La Corte di Cassazione, relativamente al processo Coffee Break, ha annullato senza rinvio le condanne per riciclaggio nei confronti di oltre venti imputati, dichiarando l’intervenuta prescrizione dei reati. Si chiude così un lungo procedimento che aveva portato, in primo e secondo grado, a numerose condanne per operazioni di riciclaggio e impiego di denaro proveniente da fatture false, contestate tra il 2007 e il 2009. Annullate invece con rinvio le confische, da rideterminare secondo i nuovi criteri introdotti dalle Sezioni Unite.

Il caso nasce da un’indagine su un vasto giro di operazioni sospette che coinvolgevano aziende accusate di avere emesso e utilizzato fatture per operazioni inesistenti. Il denaro, secondo l’accusa, sarebbe stato fatto confluire in conti intestati a soggetti compiacenti o riconducibili agli stessi imputati. Una parte degli imputati era stata ritenuta concorrente anche nei reati tributari e nella presunta truffa ai danni della Regione Calabria.

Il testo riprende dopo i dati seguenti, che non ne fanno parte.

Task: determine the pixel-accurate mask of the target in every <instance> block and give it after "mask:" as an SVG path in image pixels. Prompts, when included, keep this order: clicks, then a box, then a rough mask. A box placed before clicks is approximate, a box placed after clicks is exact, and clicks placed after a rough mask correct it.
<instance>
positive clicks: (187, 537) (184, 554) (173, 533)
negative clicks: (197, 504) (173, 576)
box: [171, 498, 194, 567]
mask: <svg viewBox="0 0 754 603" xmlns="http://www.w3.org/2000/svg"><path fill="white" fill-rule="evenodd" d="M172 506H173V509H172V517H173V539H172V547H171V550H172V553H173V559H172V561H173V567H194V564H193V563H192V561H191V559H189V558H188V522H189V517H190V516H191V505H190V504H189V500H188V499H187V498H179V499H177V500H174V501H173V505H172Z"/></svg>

Tanti i nomi di imprenditori e professionisti della provincia di Cosenza e di coinvolti nel processo Coffee Break, tutti condannati nei precedenti gradi di giudizio. Al centro dell’inchiesta, la presunta movimentazione e girata di assegni circolari per importi consistenti.

La Suprema Corte ha respinto tutte le eccezioni sulla violazione del principio del “ne bis in idem”, sull’errata qualificazione giuridica dei reati (da autoriciclaggio a ricettazione) e sulle presunte carenze motivazionali delle sentenze di merito. Tuttavia, ha accolto i ricorsi sul profilo temporale: il reato di riciclaggio, in assenza di interruzioni, risultava prescritto già a gennaio 2024.

Annullata confisca da 40 milioni di euro

Sul punto più controverso – le confische – la Cassazione ha rilevato l’assenza di un’adeguata motivazione: «Il sequestro era generico e la sentenza di appello ha applicato in modo automatico il principio di solidarietà passiva», si legge nel dispositivo. La decisione delle Sezioni Unite “Massini” ha infatti chiarito che, in caso di concorso, ciascun imputato deve rispondere solo della quota effettivamente conseguita. Sarà ora un’altra sezione della Corte d’Appello di Catanzaro a stabilire l’ammontare delle somme confiscabili a ciascun ex imputato.